- North Bon Air Location within the state of Florida
- Coordinates: 27°56′55″N 82°30′35″W﻿ / ﻿27.94861°N 82.50972°W
- Country: United States
- State: Florida
- County: Hillsborough
- City: Tampa

Population (2010)
- • Total: 1,098
- Time zone: UTC-5 (Eastern (EST))
- • Summer (DST): UTC-4 (EDT)

= North Bon Air =

North Bon Air is a neighborhood within the city limits of Tampa, Florida, USA. As of the 2010 census the neighborhood had a population of 1,098. The ZIP Codes serving the area are 33607 and 33609.

==Geography==
North Bon Air boundaries are Dale Mabry Highway to the east, Westshore Palms to the west, Kennedy Boulevard Boulevard to the south, and Interstate 275 to the north.

==Demographics==
Source: Hillsborough County Atlas

At the 2010 census there were 1,098 people and 465 households residing in the neighborhood. The population density was 4,037/mi^{2}. The racial makeup of the neighborhood was 78.0% White, 11.0% African American, 0.0% Native American, 2.0% Asian, 4.0% from other races, and 5.0% from two or more races. Hispanic or Latino of any race were about 45.0%.
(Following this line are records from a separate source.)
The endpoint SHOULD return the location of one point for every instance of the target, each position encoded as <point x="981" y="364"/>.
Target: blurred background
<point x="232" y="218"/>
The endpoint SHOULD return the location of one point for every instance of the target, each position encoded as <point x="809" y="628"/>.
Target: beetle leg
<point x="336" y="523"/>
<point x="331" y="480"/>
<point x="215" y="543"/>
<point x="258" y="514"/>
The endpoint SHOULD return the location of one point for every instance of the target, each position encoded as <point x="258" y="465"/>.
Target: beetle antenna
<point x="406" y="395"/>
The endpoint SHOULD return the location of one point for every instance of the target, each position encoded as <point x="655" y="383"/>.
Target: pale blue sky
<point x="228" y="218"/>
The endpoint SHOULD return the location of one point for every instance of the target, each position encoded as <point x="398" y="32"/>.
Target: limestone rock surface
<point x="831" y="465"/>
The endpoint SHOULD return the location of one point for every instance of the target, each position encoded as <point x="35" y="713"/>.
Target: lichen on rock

Of the 465 households 19% had children under the age of 18 living with them, 39% were married couples living together, 16% had a female householder with no husband present, and 11% non-families. 29% of households were made up of individuals.

The age distribution was 15% under the age of 18, 23% from 18 to 34, 22% from 35 to 49, 20% from 50 to 64, and 18% 65 or older. For every 100 females, there were 99.1 males.

The per capita income for the neighborhood was $24,095. About 9% of the population were below the poverty line. Of those, 33% are under age 18.